The group I met with this week is the steering committee of the Cooperative Congregational Studies Partnership (CCSP). This is the interfaith group of scholars that coordinates the Faith Communities Today (FACT) series of survey projects which is the largest research enterprise in America that focuses on local religious groups. I serve as executive secretary of CCSP.
The last two years we have focused on the 16 percent of congregations in America (among all religions) where 21 percent or more of the congregation is 18 to 34 years of age. Only 16 percent (one in six) of congregations have a significant number of young adults who attend, which means that five out of six do not. Some have no one at all under 50 years of age. Religion is "aging out" in many places in this country.
We have gathered a dozen case studies where a researcher takes a careful, close-up look at one of these congregations.
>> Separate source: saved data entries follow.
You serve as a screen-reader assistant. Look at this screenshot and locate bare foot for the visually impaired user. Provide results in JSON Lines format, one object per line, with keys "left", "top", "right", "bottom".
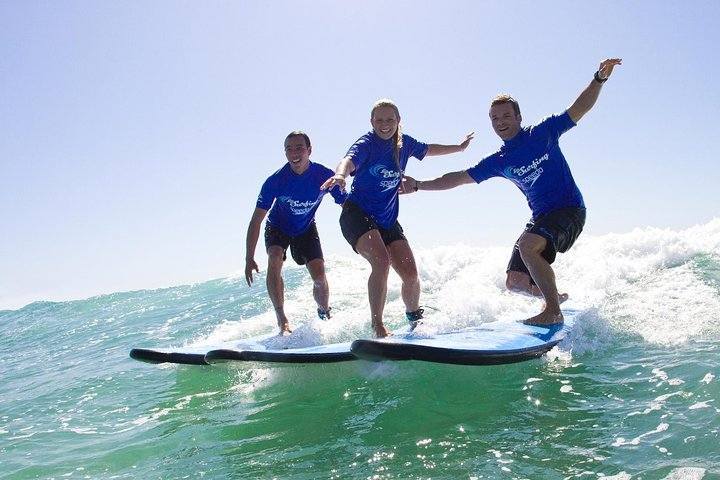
{"left": 523, "top": 310, "right": 564, "bottom": 326}
{"left": 373, "top": 325, "right": 394, "bottom": 338}
{"left": 279, "top": 323, "right": 292, "bottom": 336}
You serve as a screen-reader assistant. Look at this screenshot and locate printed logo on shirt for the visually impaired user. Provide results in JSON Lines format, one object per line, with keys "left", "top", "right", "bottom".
{"left": 503, "top": 153, "right": 549, "bottom": 187}
{"left": 278, "top": 196, "right": 319, "bottom": 215}
{"left": 371, "top": 164, "right": 401, "bottom": 192}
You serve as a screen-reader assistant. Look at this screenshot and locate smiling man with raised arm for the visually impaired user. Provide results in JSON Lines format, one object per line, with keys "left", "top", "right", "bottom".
{"left": 404, "top": 58, "right": 622, "bottom": 326}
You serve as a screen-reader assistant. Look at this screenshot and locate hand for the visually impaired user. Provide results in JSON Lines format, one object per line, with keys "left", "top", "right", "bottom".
{"left": 245, "top": 259, "right": 259, "bottom": 287}
{"left": 459, "top": 132, "right": 475, "bottom": 151}
{"left": 597, "top": 58, "right": 622, "bottom": 80}
{"left": 321, "top": 173, "right": 346, "bottom": 191}
{"left": 400, "top": 175, "right": 418, "bottom": 195}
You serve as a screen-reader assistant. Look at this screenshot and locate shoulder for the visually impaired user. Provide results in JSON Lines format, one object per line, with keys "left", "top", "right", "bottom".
{"left": 356, "top": 131, "right": 375, "bottom": 145}
{"left": 470, "top": 147, "right": 503, "bottom": 167}
{"left": 477, "top": 148, "right": 504, "bottom": 166}
{"left": 264, "top": 163, "right": 291, "bottom": 183}
{"left": 346, "top": 132, "right": 376, "bottom": 158}
{"left": 532, "top": 111, "right": 576, "bottom": 132}
{"left": 401, "top": 133, "right": 424, "bottom": 147}
{"left": 308, "top": 161, "right": 334, "bottom": 176}
{"left": 400, "top": 133, "right": 428, "bottom": 154}
{"left": 271, "top": 163, "right": 291, "bottom": 175}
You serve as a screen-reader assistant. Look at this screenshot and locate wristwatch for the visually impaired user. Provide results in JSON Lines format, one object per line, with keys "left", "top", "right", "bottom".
{"left": 594, "top": 70, "right": 608, "bottom": 84}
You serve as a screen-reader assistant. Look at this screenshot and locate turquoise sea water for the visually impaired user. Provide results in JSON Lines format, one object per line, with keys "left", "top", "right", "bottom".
{"left": 2, "top": 220, "right": 719, "bottom": 479}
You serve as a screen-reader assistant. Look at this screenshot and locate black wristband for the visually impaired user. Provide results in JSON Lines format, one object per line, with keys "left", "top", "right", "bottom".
{"left": 594, "top": 70, "right": 608, "bottom": 84}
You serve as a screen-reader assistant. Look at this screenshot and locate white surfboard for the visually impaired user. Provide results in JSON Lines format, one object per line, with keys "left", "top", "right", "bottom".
{"left": 130, "top": 331, "right": 354, "bottom": 365}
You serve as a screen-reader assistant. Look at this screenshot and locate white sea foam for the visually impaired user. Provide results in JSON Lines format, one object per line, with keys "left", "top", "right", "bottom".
{"left": 200, "top": 220, "right": 720, "bottom": 354}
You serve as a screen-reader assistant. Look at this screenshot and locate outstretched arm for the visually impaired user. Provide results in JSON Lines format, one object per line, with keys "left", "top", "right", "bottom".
{"left": 426, "top": 132, "right": 475, "bottom": 156}
{"left": 567, "top": 58, "right": 622, "bottom": 124}
{"left": 401, "top": 170, "right": 475, "bottom": 194}
{"left": 245, "top": 207, "right": 268, "bottom": 286}
{"left": 320, "top": 157, "right": 354, "bottom": 191}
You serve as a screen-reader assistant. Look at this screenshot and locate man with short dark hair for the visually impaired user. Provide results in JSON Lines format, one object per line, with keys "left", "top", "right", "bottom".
{"left": 404, "top": 58, "right": 622, "bottom": 326}
{"left": 245, "top": 131, "right": 347, "bottom": 334}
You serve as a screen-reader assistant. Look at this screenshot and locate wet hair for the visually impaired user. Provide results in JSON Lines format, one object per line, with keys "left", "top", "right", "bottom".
{"left": 490, "top": 94, "right": 521, "bottom": 116}
{"left": 371, "top": 99, "right": 403, "bottom": 173}
{"left": 285, "top": 130, "right": 311, "bottom": 148}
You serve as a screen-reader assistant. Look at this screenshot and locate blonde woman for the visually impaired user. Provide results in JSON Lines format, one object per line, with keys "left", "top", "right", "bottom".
{"left": 322, "top": 100, "right": 473, "bottom": 337}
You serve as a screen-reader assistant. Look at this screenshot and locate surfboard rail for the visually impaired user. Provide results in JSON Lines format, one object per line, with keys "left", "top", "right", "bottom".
{"left": 350, "top": 316, "right": 574, "bottom": 365}
{"left": 129, "top": 348, "right": 209, "bottom": 365}
{"left": 349, "top": 337, "right": 563, "bottom": 365}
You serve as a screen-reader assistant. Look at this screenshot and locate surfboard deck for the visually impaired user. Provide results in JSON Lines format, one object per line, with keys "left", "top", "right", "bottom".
{"left": 350, "top": 314, "right": 576, "bottom": 366}
{"left": 130, "top": 332, "right": 355, "bottom": 365}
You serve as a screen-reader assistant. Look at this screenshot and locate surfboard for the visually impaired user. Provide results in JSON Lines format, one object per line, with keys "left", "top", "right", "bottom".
{"left": 129, "top": 332, "right": 355, "bottom": 365}
{"left": 130, "top": 311, "right": 577, "bottom": 366}
{"left": 130, "top": 341, "right": 242, "bottom": 365}
{"left": 204, "top": 341, "right": 354, "bottom": 364}
{"left": 350, "top": 313, "right": 576, "bottom": 366}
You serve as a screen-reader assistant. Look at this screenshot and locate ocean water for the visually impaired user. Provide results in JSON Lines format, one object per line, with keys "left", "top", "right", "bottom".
{"left": 2, "top": 220, "right": 719, "bottom": 479}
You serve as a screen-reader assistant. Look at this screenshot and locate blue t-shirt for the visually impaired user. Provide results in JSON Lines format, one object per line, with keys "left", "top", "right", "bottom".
{"left": 466, "top": 111, "right": 583, "bottom": 218}
{"left": 345, "top": 131, "right": 429, "bottom": 228}
{"left": 257, "top": 161, "right": 347, "bottom": 236}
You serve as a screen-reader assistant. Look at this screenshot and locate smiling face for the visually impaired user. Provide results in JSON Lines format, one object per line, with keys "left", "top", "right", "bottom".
{"left": 284, "top": 134, "right": 312, "bottom": 174}
{"left": 489, "top": 102, "right": 522, "bottom": 141}
{"left": 371, "top": 105, "right": 400, "bottom": 140}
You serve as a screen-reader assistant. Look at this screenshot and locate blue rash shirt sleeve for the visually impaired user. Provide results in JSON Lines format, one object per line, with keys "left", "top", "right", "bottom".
{"left": 256, "top": 174, "right": 278, "bottom": 211}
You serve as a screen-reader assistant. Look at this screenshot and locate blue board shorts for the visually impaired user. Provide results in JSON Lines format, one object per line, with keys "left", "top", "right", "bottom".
{"left": 339, "top": 200, "right": 406, "bottom": 252}
{"left": 507, "top": 207, "right": 586, "bottom": 281}
{"left": 264, "top": 223, "right": 323, "bottom": 266}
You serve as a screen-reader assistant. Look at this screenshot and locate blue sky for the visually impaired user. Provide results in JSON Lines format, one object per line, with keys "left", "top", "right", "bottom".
{"left": 2, "top": 1, "right": 719, "bottom": 310}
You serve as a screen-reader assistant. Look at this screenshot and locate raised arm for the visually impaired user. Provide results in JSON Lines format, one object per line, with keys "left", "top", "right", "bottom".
{"left": 402, "top": 170, "right": 475, "bottom": 194}
{"left": 426, "top": 132, "right": 475, "bottom": 156}
{"left": 320, "top": 157, "right": 354, "bottom": 191}
{"left": 245, "top": 207, "right": 268, "bottom": 286}
{"left": 566, "top": 58, "right": 622, "bottom": 124}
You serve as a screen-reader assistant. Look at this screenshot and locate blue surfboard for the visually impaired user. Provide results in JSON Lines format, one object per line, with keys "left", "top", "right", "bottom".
{"left": 130, "top": 311, "right": 576, "bottom": 366}
{"left": 350, "top": 313, "right": 576, "bottom": 366}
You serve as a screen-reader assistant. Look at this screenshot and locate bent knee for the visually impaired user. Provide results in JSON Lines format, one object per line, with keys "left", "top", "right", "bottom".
{"left": 402, "top": 271, "right": 420, "bottom": 288}
{"left": 517, "top": 233, "right": 547, "bottom": 256}
{"left": 365, "top": 255, "right": 391, "bottom": 277}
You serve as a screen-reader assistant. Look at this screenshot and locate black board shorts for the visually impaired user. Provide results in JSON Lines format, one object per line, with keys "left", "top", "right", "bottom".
{"left": 339, "top": 200, "right": 406, "bottom": 252}
{"left": 507, "top": 206, "right": 586, "bottom": 280}
{"left": 264, "top": 223, "right": 323, "bottom": 266}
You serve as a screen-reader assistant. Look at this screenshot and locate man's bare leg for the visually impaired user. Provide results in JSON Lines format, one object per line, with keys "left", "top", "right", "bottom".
{"left": 306, "top": 258, "right": 330, "bottom": 316}
{"left": 266, "top": 246, "right": 292, "bottom": 335}
{"left": 506, "top": 271, "right": 569, "bottom": 305}
{"left": 516, "top": 233, "right": 563, "bottom": 326}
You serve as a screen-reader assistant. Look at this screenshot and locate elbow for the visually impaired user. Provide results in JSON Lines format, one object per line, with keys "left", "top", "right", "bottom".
{"left": 573, "top": 110, "right": 585, "bottom": 123}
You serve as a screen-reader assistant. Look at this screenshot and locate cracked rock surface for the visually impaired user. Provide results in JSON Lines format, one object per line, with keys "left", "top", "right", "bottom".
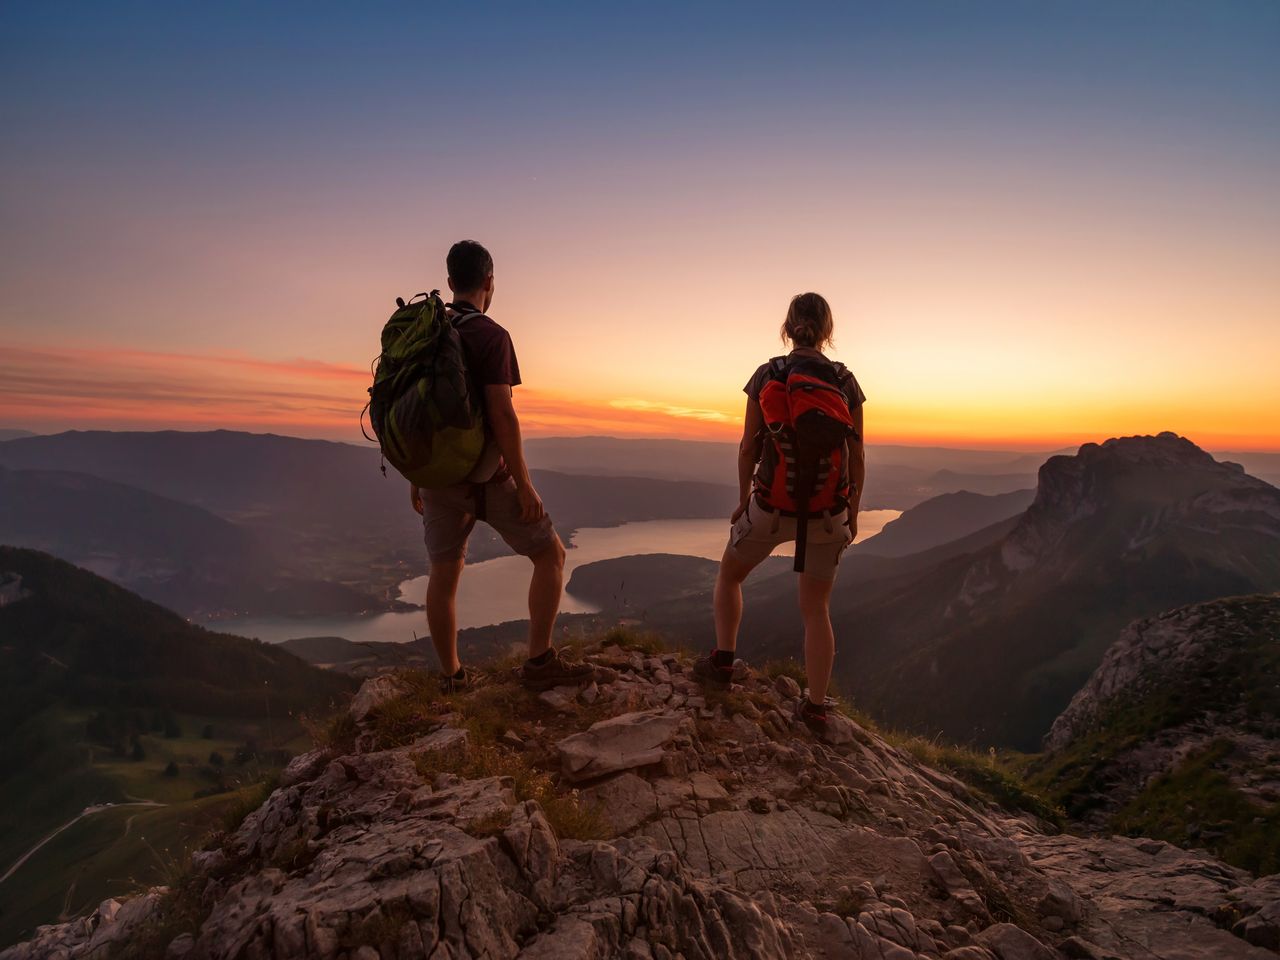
{"left": 6, "top": 642, "right": 1279, "bottom": 959}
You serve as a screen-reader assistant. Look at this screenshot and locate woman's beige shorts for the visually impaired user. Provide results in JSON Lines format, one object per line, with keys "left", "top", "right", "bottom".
{"left": 725, "top": 497, "right": 853, "bottom": 580}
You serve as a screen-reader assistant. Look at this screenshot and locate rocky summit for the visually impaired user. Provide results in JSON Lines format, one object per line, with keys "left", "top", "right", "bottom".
{"left": 1038, "top": 594, "right": 1280, "bottom": 853}
{"left": 7, "top": 639, "right": 1280, "bottom": 960}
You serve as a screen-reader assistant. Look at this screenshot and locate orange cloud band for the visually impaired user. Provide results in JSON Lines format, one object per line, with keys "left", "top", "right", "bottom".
{"left": 0, "top": 344, "right": 742, "bottom": 441}
{"left": 3, "top": 344, "right": 1277, "bottom": 451}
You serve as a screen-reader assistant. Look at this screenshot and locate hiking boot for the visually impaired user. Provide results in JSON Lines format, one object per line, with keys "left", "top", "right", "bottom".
{"left": 797, "top": 698, "right": 830, "bottom": 739}
{"left": 691, "top": 649, "right": 734, "bottom": 687}
{"left": 439, "top": 666, "right": 473, "bottom": 695}
{"left": 520, "top": 648, "right": 594, "bottom": 691}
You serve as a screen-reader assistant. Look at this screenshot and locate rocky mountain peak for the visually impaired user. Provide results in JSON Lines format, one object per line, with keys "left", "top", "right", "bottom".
{"left": 996, "top": 433, "right": 1279, "bottom": 574}
{"left": 8, "top": 638, "right": 1280, "bottom": 959}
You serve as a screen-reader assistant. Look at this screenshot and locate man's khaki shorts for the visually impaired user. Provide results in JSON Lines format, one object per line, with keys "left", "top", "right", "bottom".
{"left": 726, "top": 497, "right": 852, "bottom": 580}
{"left": 421, "top": 476, "right": 557, "bottom": 563}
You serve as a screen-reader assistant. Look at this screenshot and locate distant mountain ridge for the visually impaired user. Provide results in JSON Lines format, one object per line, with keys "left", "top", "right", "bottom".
{"left": 855, "top": 488, "right": 1035, "bottom": 557}
{"left": 0, "top": 431, "right": 739, "bottom": 616}
{"left": 0, "top": 547, "right": 353, "bottom": 724}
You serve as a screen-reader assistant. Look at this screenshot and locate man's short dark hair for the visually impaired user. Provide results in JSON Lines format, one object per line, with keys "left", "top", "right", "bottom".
{"left": 447, "top": 240, "right": 493, "bottom": 293}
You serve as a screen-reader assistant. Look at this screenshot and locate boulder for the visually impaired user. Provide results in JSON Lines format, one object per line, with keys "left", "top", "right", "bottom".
{"left": 556, "top": 710, "right": 683, "bottom": 783}
{"left": 974, "top": 924, "right": 1057, "bottom": 960}
{"left": 348, "top": 673, "right": 411, "bottom": 724}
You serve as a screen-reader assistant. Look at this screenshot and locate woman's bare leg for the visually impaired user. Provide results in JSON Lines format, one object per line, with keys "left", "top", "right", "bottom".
{"left": 713, "top": 548, "right": 762, "bottom": 652}
{"left": 797, "top": 573, "right": 836, "bottom": 705}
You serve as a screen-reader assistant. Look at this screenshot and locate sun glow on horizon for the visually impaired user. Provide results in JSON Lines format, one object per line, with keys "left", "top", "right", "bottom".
{"left": 2, "top": 341, "right": 1277, "bottom": 453}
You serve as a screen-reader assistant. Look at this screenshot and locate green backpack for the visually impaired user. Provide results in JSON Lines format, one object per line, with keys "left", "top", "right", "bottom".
{"left": 362, "top": 290, "right": 486, "bottom": 488}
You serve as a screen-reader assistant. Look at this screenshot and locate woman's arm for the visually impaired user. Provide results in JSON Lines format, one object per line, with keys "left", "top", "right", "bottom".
{"left": 734, "top": 398, "right": 765, "bottom": 521}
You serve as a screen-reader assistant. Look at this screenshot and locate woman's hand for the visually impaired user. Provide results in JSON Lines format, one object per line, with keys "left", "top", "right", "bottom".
{"left": 845, "top": 508, "right": 858, "bottom": 543}
{"left": 409, "top": 483, "right": 424, "bottom": 516}
{"left": 731, "top": 499, "right": 750, "bottom": 524}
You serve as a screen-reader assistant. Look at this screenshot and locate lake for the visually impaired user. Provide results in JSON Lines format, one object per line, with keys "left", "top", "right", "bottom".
{"left": 214, "top": 509, "right": 901, "bottom": 646}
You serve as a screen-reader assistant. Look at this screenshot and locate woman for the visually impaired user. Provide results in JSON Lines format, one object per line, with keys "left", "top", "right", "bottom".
{"left": 693, "top": 293, "right": 866, "bottom": 738}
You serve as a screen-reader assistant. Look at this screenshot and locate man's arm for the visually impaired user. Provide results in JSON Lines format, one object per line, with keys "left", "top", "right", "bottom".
{"left": 485, "top": 384, "right": 544, "bottom": 523}
{"left": 734, "top": 398, "right": 765, "bottom": 522}
{"left": 846, "top": 406, "right": 866, "bottom": 540}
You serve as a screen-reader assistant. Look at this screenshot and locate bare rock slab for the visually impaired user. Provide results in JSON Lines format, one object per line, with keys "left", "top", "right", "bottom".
{"left": 557, "top": 709, "right": 683, "bottom": 783}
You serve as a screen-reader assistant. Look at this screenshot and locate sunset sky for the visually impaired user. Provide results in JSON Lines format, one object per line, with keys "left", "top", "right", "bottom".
{"left": 2, "top": 2, "right": 1278, "bottom": 449}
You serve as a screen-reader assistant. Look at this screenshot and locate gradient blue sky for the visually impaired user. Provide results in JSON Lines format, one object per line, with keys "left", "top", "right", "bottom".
{"left": 3, "top": 2, "right": 1278, "bottom": 446}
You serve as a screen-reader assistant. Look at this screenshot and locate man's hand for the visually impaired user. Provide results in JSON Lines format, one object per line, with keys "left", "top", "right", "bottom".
{"left": 409, "top": 483, "right": 424, "bottom": 516}
{"left": 516, "top": 482, "right": 546, "bottom": 524}
{"left": 845, "top": 508, "right": 858, "bottom": 544}
{"left": 731, "top": 498, "right": 750, "bottom": 524}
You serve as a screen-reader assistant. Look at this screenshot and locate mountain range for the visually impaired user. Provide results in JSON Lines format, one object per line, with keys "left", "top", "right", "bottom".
{"left": 0, "top": 431, "right": 739, "bottom": 617}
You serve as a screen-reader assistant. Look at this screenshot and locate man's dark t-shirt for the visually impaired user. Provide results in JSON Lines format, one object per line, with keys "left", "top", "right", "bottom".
{"left": 450, "top": 300, "right": 520, "bottom": 482}
{"left": 452, "top": 300, "right": 521, "bottom": 391}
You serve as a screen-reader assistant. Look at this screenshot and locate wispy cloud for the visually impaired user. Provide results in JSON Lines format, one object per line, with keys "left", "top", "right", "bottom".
{"left": 607, "top": 398, "right": 734, "bottom": 424}
{"left": 0, "top": 344, "right": 740, "bottom": 441}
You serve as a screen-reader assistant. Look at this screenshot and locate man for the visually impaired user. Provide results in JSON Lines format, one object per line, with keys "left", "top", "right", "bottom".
{"left": 410, "top": 240, "right": 592, "bottom": 692}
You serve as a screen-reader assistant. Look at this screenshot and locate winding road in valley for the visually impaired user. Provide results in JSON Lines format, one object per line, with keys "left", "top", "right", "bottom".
{"left": 0, "top": 800, "right": 164, "bottom": 886}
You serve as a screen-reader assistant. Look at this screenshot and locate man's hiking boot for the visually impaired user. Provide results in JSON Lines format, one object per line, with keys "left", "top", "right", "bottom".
{"left": 798, "top": 698, "right": 830, "bottom": 739}
{"left": 439, "top": 666, "right": 473, "bottom": 695}
{"left": 692, "top": 649, "right": 735, "bottom": 687}
{"left": 520, "top": 647, "right": 593, "bottom": 691}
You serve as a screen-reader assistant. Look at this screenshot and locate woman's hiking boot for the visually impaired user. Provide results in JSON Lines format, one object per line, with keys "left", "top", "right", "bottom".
{"left": 798, "top": 698, "right": 830, "bottom": 739}
{"left": 520, "top": 647, "right": 594, "bottom": 691}
{"left": 692, "top": 649, "right": 735, "bottom": 686}
{"left": 439, "top": 666, "right": 473, "bottom": 695}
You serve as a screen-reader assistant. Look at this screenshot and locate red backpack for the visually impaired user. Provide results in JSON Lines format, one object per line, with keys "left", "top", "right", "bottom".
{"left": 754, "top": 355, "right": 859, "bottom": 572}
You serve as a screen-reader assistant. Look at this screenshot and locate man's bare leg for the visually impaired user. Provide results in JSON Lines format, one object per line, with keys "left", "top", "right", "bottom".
{"left": 426, "top": 556, "right": 465, "bottom": 674}
{"left": 526, "top": 534, "right": 565, "bottom": 659}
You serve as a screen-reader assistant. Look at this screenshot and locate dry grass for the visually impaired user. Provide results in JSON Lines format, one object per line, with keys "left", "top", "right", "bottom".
{"left": 108, "top": 875, "right": 208, "bottom": 960}
{"left": 598, "top": 626, "right": 671, "bottom": 656}
{"left": 880, "top": 729, "right": 1062, "bottom": 825}
{"left": 761, "top": 658, "right": 807, "bottom": 685}
{"left": 300, "top": 709, "right": 357, "bottom": 753}
{"left": 219, "top": 775, "right": 280, "bottom": 834}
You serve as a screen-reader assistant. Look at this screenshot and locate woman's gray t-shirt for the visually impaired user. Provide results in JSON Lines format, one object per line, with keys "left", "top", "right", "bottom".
{"left": 744, "top": 348, "right": 867, "bottom": 410}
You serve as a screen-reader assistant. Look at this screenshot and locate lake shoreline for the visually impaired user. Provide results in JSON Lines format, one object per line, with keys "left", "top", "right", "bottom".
{"left": 211, "top": 512, "right": 901, "bottom": 647}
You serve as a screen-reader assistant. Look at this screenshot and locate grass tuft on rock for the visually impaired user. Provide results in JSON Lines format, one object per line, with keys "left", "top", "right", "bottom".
{"left": 1112, "top": 738, "right": 1280, "bottom": 875}
{"left": 880, "top": 731, "right": 1062, "bottom": 826}
{"left": 599, "top": 625, "right": 670, "bottom": 655}
{"left": 414, "top": 740, "right": 606, "bottom": 841}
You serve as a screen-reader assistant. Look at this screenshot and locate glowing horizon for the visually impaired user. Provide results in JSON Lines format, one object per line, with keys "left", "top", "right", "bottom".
{"left": 2, "top": 4, "right": 1278, "bottom": 453}
{"left": 2, "top": 341, "right": 1276, "bottom": 454}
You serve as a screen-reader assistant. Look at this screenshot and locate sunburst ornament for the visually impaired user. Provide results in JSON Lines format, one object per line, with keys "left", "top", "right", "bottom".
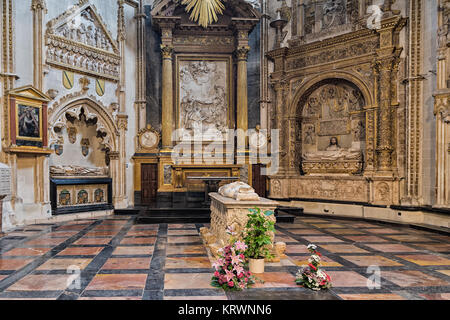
{"left": 181, "top": 0, "right": 226, "bottom": 28}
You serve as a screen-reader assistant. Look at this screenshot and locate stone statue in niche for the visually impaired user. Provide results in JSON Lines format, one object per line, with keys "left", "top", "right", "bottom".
{"left": 303, "top": 136, "right": 362, "bottom": 161}
{"left": 304, "top": 124, "right": 316, "bottom": 145}
{"left": 352, "top": 120, "right": 365, "bottom": 141}
{"left": 304, "top": 97, "right": 320, "bottom": 117}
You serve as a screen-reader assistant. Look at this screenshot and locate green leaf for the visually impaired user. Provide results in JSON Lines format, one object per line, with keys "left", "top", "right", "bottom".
{"left": 264, "top": 210, "right": 274, "bottom": 216}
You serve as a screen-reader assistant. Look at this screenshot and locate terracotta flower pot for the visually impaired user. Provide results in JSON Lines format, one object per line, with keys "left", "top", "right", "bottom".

Together with the general survey data that identified and profiled the 16 percent, a review of the previous research on this topic and a summary of what leaders of congregations can export from these case studies and use in their own group, these dozen case studies will be published in both eBook and paperback formats as soon as I can make the arrangements with a publishing organization.
The FACT 2015 survey will include a panel of new questions designed to dig deeper into this topic. We talked about what questions to ask and if you have some questions you would like to see included, please let me know in the next few weeks. The questionnaire will be finalized by early summer.
You can see most of the papers here. One or two will be added in the near future and some more editing done before they are pulbished.
As the discussions went on and I had some time to meditate on them, it became clear to me that the real question is not if but how; not if the new generation of young adults will sustain religious congregations, but how they will change the nature of religious life in such gatherings/groups. Despite the growing numbers of young adults who say that they do not identify with any organized religion, they express considerable interest in spirituality.
Jesus Christ once observed that new wine splits holes in old wineskins, that to avoid spilling the new wine on the ground and losing it, one must provide new wineskins. My hunch is that this is the precise thing that is happening in our time.
The next event where I will have opportunity to address this topic is on February 15 at Loma Linda University. At 3 p.m. that day a panel of young adults will share their faith journeys in an event cosponsred by the Adventist Today Foundation and the School of Religion at Loma Linda University.